Communication and listening to employees’ needs and concerns is key. Approximately two thirds (67%) of UK workers would consider finding a new job for greater long-term flexibility, so a mandate to return to the office full-time could result in considerable attrition. Managers should avoid communication that suggests staff will be expected to return full-time in the short term – and instead, deliver a clear vision of how the business will operate flexibly in the future.

Don’t forget about work-life balance

Without the daily commute, working remotely should, in theory, give employees more flexibility in scheduling both work and private activities – to incorporate exercise, parenting responsibilities and social interactions into their working days. However, with longer working hours reported during the pandemic, many have found it harder to juggle their professional and personal lives. According to staffing business Walters People, 74% of employees feel that their managers need to be more empathetic to work-life balance, and 52% say their employer needs to have a better understanding of mental health and wellbeing.

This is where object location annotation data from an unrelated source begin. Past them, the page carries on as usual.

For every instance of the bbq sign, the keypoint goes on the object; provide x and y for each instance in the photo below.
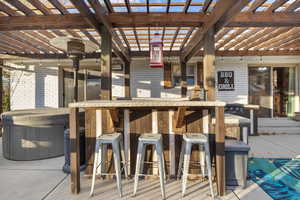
(226, 80)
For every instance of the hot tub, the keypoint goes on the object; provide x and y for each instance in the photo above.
(34, 134)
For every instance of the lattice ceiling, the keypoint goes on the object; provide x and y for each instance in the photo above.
(137, 38)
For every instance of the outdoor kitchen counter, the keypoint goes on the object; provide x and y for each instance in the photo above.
(169, 117)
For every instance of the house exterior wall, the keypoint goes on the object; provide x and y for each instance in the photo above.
(34, 87)
(41, 86)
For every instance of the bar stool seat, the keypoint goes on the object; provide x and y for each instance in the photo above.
(195, 138)
(150, 139)
(190, 139)
(116, 140)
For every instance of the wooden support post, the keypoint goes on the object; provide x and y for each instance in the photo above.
(74, 150)
(90, 134)
(75, 83)
(127, 80)
(154, 131)
(127, 138)
(1, 87)
(183, 79)
(172, 156)
(180, 117)
(114, 115)
(220, 148)
(209, 65)
(105, 61)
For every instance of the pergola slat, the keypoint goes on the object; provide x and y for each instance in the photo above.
(20, 6)
(206, 5)
(124, 37)
(252, 41)
(188, 35)
(221, 9)
(37, 20)
(168, 6)
(282, 43)
(136, 39)
(40, 6)
(231, 37)
(279, 38)
(276, 5)
(109, 6)
(127, 3)
(8, 10)
(293, 6)
(256, 4)
(16, 42)
(13, 46)
(276, 37)
(174, 38)
(94, 20)
(244, 36)
(187, 5)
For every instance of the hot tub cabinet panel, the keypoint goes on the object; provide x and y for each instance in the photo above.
(34, 134)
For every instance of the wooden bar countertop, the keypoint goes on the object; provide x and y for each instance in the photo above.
(136, 103)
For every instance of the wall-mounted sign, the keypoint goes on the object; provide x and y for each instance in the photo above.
(225, 80)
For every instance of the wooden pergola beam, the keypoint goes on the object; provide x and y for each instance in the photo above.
(206, 5)
(77, 21)
(231, 53)
(276, 5)
(256, 4)
(95, 19)
(220, 16)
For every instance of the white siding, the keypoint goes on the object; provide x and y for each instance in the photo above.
(47, 87)
(118, 83)
(22, 89)
(34, 87)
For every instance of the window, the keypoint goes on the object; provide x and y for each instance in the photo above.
(190, 74)
(176, 75)
(89, 85)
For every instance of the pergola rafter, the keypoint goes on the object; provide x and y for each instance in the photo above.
(222, 11)
(262, 21)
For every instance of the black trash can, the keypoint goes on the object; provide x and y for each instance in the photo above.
(236, 158)
(66, 167)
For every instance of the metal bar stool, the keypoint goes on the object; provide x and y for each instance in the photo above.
(188, 140)
(156, 140)
(116, 140)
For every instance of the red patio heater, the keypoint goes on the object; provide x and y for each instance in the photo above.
(156, 49)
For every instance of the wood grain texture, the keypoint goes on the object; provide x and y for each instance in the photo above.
(220, 147)
(74, 150)
(90, 140)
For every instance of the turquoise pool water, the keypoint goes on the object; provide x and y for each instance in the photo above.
(279, 178)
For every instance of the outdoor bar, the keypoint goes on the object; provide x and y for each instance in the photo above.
(171, 118)
(172, 90)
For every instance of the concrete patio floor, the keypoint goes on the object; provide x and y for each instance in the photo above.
(44, 180)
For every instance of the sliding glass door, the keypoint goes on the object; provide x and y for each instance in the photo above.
(273, 88)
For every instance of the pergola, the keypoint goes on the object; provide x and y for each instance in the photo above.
(123, 28)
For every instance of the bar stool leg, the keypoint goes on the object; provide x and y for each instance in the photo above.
(181, 159)
(202, 159)
(163, 159)
(143, 159)
(97, 152)
(124, 159)
(116, 152)
(208, 163)
(138, 166)
(187, 154)
(161, 169)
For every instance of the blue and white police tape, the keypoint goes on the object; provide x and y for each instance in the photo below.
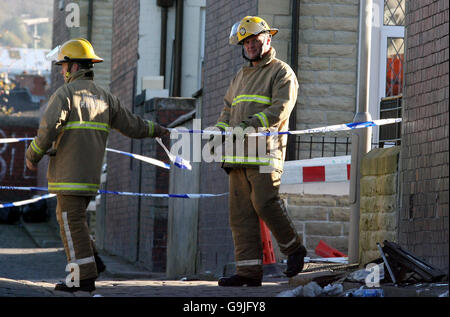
(27, 201)
(175, 159)
(136, 156)
(186, 196)
(100, 191)
(331, 128)
(13, 140)
(142, 158)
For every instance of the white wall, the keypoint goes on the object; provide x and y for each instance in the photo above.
(192, 50)
(149, 41)
(192, 46)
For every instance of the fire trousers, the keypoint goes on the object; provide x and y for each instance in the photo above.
(78, 245)
(254, 196)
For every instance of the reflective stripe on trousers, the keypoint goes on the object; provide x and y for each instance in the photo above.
(79, 248)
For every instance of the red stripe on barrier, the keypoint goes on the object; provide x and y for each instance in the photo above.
(313, 174)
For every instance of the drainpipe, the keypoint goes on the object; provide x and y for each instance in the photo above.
(165, 5)
(176, 92)
(90, 15)
(295, 11)
(361, 138)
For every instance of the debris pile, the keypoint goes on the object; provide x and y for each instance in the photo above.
(396, 273)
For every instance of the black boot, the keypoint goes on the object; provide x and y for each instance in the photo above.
(236, 280)
(87, 285)
(101, 267)
(295, 262)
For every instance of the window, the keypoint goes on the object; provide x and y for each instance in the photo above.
(387, 67)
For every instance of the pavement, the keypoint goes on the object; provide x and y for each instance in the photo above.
(32, 260)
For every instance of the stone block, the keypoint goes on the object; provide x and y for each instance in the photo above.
(314, 90)
(368, 204)
(380, 161)
(332, 50)
(316, 36)
(323, 229)
(339, 214)
(313, 200)
(386, 203)
(338, 243)
(336, 117)
(346, 37)
(313, 9)
(368, 185)
(343, 90)
(333, 77)
(343, 64)
(281, 7)
(386, 184)
(336, 24)
(305, 213)
(314, 63)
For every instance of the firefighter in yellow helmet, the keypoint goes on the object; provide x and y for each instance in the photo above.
(73, 131)
(261, 96)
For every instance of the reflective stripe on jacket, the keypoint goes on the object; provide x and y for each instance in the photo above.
(76, 124)
(262, 97)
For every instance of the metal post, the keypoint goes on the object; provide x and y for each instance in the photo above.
(361, 138)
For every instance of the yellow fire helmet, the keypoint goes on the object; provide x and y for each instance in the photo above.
(77, 49)
(248, 26)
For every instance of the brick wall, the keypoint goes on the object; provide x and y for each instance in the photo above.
(153, 212)
(222, 61)
(120, 219)
(328, 58)
(13, 171)
(424, 222)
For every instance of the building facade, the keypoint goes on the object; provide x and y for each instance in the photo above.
(423, 220)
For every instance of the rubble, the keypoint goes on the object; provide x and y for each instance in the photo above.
(397, 273)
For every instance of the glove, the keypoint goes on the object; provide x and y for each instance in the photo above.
(213, 144)
(239, 134)
(160, 131)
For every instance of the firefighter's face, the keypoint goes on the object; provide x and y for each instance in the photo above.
(65, 72)
(257, 45)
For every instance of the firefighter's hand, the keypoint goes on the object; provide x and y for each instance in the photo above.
(161, 131)
(215, 141)
(238, 132)
(31, 166)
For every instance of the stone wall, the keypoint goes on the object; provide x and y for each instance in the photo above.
(318, 217)
(379, 206)
(424, 219)
(13, 170)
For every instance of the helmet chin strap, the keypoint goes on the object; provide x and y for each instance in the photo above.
(258, 58)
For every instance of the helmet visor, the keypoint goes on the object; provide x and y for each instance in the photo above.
(53, 54)
(233, 39)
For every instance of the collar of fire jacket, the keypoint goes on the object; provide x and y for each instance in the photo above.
(81, 74)
(267, 58)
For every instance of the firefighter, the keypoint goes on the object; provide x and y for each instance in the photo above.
(261, 96)
(73, 131)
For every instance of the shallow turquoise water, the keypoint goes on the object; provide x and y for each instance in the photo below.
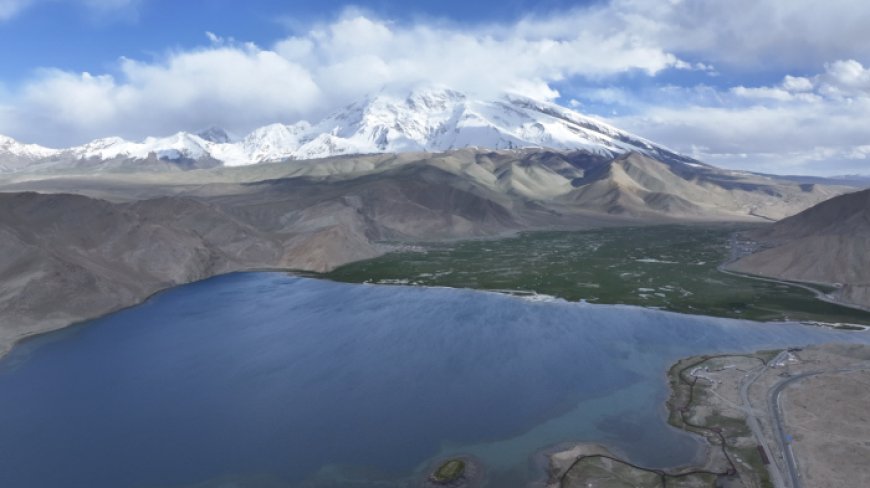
(263, 379)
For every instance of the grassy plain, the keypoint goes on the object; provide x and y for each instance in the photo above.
(670, 267)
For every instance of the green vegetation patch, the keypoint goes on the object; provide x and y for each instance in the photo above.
(671, 267)
(450, 471)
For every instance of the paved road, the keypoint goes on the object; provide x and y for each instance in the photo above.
(776, 420)
(752, 418)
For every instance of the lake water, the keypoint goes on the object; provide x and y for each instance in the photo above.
(264, 379)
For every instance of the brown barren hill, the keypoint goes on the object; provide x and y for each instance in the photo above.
(827, 243)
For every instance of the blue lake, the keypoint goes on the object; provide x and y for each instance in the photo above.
(264, 379)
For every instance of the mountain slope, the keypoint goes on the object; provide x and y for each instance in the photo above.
(828, 243)
(431, 120)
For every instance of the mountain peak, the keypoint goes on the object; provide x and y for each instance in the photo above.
(214, 134)
(426, 119)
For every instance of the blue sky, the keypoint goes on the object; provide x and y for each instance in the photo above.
(757, 84)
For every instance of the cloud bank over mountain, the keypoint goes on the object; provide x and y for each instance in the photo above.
(698, 76)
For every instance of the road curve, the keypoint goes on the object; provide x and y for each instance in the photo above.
(752, 419)
(779, 428)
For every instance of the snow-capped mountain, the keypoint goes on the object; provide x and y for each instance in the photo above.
(431, 120)
(11, 147)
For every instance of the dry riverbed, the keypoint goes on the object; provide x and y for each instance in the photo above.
(770, 419)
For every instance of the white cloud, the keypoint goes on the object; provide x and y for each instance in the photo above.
(236, 86)
(11, 8)
(241, 86)
(804, 119)
(812, 124)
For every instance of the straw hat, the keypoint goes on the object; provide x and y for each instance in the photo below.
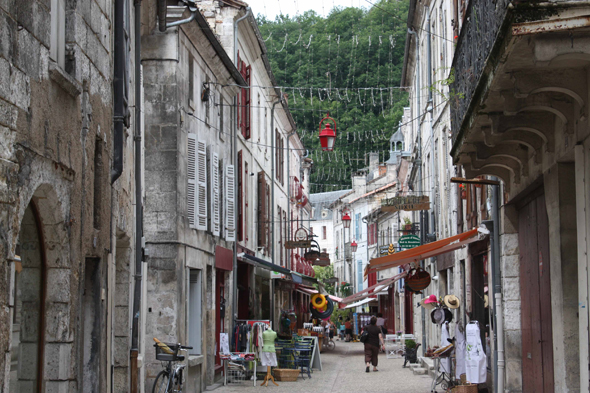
(430, 302)
(452, 301)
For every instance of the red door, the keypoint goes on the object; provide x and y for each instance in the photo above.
(219, 318)
(535, 290)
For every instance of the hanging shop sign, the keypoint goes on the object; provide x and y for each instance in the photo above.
(409, 241)
(387, 249)
(323, 260)
(407, 203)
(290, 244)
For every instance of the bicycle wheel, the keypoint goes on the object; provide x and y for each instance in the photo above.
(161, 384)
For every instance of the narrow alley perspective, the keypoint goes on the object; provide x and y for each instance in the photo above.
(198, 195)
(343, 370)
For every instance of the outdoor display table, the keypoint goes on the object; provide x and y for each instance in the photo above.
(238, 375)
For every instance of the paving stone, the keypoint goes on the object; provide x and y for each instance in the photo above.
(344, 371)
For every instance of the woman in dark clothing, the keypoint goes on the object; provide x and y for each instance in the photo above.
(373, 343)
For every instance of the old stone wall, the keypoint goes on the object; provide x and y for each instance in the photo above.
(56, 151)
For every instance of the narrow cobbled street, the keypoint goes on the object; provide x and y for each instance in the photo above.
(344, 371)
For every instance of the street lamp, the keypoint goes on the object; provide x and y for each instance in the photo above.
(327, 135)
(346, 221)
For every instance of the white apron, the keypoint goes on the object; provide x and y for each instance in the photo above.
(459, 352)
(475, 359)
(445, 363)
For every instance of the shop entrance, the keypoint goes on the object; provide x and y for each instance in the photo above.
(219, 312)
(535, 292)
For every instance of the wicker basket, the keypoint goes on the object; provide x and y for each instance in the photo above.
(471, 388)
(286, 374)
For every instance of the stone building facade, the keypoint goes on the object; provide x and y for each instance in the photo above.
(189, 84)
(66, 219)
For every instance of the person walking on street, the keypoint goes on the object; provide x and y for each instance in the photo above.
(348, 331)
(373, 343)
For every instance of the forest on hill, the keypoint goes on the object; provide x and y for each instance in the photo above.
(348, 64)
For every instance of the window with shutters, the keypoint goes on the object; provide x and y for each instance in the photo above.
(201, 202)
(262, 211)
(191, 192)
(277, 154)
(281, 245)
(230, 204)
(215, 217)
(191, 81)
(240, 206)
(244, 100)
(246, 181)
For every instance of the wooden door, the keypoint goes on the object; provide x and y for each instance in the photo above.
(408, 313)
(535, 291)
(219, 316)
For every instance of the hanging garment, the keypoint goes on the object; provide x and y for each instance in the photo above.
(459, 351)
(475, 359)
(445, 363)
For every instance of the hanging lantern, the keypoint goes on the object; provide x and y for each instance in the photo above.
(346, 221)
(327, 135)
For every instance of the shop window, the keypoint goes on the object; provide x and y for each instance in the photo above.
(194, 311)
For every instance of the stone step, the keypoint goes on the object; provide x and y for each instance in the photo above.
(420, 371)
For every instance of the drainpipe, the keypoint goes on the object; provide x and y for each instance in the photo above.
(138, 206)
(119, 110)
(418, 162)
(494, 228)
(248, 12)
(429, 108)
(272, 174)
(235, 245)
(288, 261)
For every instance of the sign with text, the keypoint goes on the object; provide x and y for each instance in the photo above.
(407, 203)
(387, 249)
(290, 244)
(409, 241)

As lockdown ends and we get used to a mix of remote and office-based working, employees will want the flexibility to create a healthy balance, and employers should support this. To prevent further burnout, those working at home will not only need a schedule with sufficient breaks built in, businesses should also encourage employees to switch off their phones, stop looking at their emails and log out of collaboration tools outside of their working hours.

The majority (77%) of UK respondents in the Flex Study believe that flexible working should not be a benefit, but an integral part of how we work. Over the last year, some workers have taken the opportunity to move further away from their office locations, embraced a different lifestyle, and are planning to spend a lot less time in the office than before.

Those organisations that foster a truly adaptable work culture will acknowledge that needs and preferences evolve. They will permit employees to adapt how they work as their circumstances change throughout their career – trusting them to create a solution, helping them set boundaries between work and personal life and communicating openly. As we move into the new world of hybrid work, those companies that address the current burnout issues and listen to the needs of their employees will ultimately be the ones that thrive.